It's not a problem I've heard of with mountain bikes, but is definitely worth thinking about. The tools needed to change disc brake pads are, usually, the kind of things you would carry anyway, so taking a spare set of small pads would be no hassle really. Changing is a 3-5 minute job.

I guess some of the problem is the pads are hidden away in the calliper, out of sight out of mind...
 
Master50 said:
A bit of a sidebar here. Just purchased a Tandem with a rear Mechanical disk. You can actually stop the bike with only the rear disk. You could not brake this hard on a road bike rear wheel as it would slip. The front is a dual pivot POS with enough reach to accommodate the tires and clearance for fenders but this has to be replaced eventually. Di2 with a broader gear range and Hydro disk upgrade with front wheel and fork with through axle. Wow, Brakes on a tandem that really work great. We used to have a tandem with just Vee brakes and it was awful braking.

A convert? Or were you already on the disc bandwagon?

They really are much, much better than rim brakes. They're not necessarily required, but if I could get them on my next bike (which will be a long time so I'm sure I will!) I would. I want this:

http://www.donhoubicycles.com/signature-steel/

Sig_steel_nl_crop-748x490.jpg
 
King Boonen said:
I'm not sure what you disagree with, as almost all the benefits I talked about relate to wet cycling, and then you acknowledge that they stop better than your alu rim brakes.

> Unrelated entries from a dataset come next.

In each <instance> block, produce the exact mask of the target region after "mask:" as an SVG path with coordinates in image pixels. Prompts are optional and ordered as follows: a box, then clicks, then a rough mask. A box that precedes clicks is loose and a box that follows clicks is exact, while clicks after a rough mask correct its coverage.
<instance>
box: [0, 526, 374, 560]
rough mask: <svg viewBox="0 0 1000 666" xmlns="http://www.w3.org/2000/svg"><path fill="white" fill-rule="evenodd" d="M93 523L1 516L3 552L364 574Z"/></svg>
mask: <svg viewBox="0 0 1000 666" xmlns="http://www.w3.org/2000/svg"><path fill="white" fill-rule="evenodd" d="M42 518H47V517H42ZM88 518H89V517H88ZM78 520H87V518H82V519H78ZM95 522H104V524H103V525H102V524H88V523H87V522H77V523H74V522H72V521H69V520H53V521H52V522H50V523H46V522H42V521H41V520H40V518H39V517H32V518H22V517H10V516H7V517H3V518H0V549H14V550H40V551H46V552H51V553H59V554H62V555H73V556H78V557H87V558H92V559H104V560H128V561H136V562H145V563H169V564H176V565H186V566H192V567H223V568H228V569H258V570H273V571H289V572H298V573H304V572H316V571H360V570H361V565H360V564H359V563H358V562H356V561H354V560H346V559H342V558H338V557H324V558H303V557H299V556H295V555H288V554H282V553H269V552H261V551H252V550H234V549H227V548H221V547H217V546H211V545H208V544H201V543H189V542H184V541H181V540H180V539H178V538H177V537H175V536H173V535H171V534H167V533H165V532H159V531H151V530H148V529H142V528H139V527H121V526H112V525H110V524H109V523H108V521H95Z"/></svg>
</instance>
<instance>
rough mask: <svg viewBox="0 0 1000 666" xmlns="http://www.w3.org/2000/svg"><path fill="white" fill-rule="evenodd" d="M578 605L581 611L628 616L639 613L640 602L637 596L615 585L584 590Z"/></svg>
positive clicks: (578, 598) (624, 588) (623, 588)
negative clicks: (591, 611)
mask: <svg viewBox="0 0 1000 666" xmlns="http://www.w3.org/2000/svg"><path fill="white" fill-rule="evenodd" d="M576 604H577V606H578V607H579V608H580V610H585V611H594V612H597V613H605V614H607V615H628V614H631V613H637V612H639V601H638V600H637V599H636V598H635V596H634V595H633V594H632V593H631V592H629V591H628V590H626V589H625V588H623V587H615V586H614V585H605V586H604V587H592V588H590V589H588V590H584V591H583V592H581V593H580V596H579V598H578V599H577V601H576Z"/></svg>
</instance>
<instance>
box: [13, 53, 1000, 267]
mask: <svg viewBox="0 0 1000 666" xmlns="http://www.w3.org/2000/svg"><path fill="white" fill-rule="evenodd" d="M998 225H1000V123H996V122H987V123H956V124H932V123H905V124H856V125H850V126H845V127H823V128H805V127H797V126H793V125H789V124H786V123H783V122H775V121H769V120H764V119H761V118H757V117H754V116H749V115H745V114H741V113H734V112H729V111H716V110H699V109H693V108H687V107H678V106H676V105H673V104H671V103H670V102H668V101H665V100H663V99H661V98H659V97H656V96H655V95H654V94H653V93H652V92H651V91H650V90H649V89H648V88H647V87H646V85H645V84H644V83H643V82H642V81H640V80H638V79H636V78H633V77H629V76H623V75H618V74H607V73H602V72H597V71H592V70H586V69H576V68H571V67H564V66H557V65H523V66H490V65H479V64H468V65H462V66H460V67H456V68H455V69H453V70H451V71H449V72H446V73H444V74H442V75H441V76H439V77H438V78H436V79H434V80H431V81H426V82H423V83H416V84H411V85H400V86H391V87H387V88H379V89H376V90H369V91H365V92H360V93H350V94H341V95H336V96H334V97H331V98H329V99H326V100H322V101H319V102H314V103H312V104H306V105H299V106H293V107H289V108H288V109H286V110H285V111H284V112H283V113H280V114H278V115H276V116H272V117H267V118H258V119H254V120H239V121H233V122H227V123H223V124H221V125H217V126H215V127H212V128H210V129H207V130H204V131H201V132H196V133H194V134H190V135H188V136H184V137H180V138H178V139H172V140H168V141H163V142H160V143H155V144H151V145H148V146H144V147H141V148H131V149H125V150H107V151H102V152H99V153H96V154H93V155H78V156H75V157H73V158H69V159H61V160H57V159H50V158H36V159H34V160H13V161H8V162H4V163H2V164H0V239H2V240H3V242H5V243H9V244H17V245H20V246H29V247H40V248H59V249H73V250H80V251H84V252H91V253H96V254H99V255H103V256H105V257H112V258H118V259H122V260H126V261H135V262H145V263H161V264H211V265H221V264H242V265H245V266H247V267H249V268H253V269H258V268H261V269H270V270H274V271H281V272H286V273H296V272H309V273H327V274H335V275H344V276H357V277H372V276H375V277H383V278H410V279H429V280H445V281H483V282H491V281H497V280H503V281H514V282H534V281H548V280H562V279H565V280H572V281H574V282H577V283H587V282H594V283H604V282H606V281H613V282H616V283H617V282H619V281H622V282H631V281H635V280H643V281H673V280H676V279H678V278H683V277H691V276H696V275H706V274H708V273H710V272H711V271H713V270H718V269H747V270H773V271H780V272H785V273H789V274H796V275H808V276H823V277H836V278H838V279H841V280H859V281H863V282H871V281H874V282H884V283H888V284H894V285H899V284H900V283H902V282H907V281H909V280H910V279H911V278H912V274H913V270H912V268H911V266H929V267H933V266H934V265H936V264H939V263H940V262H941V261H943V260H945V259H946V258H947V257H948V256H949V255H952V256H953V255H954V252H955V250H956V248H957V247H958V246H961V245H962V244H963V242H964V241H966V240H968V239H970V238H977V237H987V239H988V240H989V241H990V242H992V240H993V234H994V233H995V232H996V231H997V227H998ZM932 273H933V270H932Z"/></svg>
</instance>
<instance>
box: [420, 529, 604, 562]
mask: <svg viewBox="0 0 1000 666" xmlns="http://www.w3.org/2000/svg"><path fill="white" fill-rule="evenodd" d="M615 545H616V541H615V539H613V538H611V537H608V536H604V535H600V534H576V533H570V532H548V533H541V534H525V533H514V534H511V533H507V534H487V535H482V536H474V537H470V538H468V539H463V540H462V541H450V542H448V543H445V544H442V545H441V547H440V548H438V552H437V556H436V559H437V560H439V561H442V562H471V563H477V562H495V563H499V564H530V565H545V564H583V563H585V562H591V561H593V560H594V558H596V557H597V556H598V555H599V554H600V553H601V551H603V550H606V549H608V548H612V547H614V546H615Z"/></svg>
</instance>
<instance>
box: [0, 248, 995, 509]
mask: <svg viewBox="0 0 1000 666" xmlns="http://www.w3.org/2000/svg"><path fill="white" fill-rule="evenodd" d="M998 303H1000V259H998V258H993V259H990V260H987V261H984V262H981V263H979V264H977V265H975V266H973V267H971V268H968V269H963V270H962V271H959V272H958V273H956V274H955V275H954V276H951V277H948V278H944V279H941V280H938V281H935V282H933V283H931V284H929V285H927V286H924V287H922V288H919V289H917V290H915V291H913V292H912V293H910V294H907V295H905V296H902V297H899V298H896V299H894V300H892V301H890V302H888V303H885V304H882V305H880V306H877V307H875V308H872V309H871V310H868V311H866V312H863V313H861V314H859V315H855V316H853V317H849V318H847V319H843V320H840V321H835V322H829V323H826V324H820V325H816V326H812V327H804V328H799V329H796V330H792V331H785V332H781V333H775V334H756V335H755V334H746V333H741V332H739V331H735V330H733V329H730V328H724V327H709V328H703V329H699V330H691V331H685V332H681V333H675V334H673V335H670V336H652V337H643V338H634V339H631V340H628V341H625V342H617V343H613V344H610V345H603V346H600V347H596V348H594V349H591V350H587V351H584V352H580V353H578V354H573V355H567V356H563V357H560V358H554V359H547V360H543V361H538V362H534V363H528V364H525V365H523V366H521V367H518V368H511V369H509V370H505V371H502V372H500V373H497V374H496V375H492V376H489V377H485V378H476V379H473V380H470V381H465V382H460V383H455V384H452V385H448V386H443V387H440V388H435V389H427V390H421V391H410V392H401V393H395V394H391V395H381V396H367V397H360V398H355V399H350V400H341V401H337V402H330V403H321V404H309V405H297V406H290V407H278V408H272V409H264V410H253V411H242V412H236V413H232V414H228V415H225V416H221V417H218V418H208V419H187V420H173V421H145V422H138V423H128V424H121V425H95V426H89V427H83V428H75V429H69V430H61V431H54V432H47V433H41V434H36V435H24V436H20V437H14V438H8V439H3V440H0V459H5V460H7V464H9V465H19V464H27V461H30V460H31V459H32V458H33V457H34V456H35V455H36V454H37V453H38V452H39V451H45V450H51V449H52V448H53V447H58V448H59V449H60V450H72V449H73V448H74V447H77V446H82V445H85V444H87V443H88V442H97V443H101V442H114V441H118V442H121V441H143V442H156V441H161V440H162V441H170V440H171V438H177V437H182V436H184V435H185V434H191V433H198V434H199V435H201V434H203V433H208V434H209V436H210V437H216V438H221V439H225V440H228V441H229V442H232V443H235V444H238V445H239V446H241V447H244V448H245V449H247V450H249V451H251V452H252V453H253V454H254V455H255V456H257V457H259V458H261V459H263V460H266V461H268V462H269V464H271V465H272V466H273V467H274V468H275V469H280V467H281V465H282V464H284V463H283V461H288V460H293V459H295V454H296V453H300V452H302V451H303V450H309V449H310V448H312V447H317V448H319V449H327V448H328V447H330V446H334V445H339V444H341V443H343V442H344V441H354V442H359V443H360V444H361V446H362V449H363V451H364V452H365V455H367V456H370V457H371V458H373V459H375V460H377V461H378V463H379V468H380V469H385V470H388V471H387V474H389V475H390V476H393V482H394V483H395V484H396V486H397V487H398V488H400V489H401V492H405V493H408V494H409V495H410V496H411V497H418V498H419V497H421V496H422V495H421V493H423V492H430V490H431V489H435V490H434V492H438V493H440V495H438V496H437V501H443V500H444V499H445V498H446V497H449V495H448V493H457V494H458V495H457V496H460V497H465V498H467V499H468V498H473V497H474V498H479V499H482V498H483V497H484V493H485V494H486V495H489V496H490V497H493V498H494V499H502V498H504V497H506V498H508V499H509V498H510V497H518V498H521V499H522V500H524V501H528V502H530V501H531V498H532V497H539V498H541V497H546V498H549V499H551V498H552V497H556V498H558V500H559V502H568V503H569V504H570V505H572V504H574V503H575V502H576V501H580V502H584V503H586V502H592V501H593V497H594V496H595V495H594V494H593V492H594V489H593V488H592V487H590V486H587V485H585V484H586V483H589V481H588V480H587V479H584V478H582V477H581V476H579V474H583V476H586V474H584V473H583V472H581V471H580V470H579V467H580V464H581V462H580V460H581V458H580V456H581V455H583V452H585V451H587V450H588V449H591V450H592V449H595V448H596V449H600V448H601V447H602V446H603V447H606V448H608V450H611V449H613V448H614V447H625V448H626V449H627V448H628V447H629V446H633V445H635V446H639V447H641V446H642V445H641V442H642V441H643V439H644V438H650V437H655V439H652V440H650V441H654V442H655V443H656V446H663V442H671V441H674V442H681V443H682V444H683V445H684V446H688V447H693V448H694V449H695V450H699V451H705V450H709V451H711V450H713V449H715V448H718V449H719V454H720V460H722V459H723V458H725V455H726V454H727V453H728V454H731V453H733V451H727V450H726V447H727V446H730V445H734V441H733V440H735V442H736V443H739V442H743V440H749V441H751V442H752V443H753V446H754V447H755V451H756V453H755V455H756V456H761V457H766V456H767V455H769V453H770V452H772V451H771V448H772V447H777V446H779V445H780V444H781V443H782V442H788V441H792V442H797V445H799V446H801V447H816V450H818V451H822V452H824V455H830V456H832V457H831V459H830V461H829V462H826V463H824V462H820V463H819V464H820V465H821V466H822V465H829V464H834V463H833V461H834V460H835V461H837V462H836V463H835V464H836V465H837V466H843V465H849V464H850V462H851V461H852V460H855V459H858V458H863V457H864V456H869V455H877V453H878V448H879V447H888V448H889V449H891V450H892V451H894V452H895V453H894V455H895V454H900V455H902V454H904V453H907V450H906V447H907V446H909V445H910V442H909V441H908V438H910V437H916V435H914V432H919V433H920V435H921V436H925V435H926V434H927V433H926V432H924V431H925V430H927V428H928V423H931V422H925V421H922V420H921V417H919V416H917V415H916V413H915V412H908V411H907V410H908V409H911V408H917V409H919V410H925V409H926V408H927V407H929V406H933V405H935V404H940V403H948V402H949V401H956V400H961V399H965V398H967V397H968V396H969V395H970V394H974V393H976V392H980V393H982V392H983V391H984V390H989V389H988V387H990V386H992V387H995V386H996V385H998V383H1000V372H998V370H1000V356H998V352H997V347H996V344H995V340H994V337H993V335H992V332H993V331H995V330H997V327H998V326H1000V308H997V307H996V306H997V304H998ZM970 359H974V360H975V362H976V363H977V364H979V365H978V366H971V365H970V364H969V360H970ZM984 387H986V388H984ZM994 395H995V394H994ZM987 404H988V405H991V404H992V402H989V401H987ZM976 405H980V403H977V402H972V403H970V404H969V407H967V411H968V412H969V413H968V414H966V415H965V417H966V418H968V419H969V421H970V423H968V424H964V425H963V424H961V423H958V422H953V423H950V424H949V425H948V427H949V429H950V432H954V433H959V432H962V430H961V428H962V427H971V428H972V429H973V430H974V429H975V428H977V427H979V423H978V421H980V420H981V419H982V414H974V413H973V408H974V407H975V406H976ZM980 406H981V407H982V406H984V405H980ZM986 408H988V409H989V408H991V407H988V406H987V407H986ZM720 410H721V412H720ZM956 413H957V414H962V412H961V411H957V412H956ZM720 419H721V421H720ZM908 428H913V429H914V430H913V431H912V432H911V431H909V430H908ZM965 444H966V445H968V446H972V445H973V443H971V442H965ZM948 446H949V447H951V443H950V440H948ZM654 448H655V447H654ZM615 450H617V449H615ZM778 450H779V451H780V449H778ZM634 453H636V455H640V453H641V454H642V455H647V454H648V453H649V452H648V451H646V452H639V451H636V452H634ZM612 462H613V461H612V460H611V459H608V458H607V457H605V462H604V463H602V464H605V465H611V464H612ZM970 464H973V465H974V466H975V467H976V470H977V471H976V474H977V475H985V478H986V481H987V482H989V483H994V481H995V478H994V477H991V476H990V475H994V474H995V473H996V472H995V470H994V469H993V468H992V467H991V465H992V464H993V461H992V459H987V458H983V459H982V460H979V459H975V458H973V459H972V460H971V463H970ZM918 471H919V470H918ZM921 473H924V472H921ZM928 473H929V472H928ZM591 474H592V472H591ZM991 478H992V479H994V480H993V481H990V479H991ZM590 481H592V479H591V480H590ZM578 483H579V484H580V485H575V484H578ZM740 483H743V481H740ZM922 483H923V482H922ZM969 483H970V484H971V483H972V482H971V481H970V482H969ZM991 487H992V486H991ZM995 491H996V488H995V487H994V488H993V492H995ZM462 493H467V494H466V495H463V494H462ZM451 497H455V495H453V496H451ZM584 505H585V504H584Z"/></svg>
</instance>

How about your carbon rims?

It's not difficult at all to deal with the fluid and is a much less common occurrence than people like to make out, but then most people send their bikes to the shop for a service so they don't even have to worry about it. You also don't have to adjust for pad wear, it's done automatically.

They may be slightly heavier but that can be off-set by making lighter rims, where the weight matters more.

I would also say most amateur cyclists ride in the wet, but it depends on the climate obviously. If you refuse to ride in the wet here you basically will only ride your bike a few weeks a year at best.

They stop marginally better than my rim brakes on alu rims, in exchange for a significant cost difference. That's a disadvantage to me.

Carbon rims? I have one set of carbon tubs. All my other wheels are alu. As far as fluid is concerned, taking the bike to the shop and waiting/paying for brake bleeding is a huge disadvantage vs. fixing the brakes yourself with a simple allen key.

So, we have more weight, extra cost, extra cost of maintenance vs. nearly identical performance, lower cost, ease of maintenance.

I'd say rim brakes win this one by a long shot on the road bike. On the MTB, it's a different story, obviously.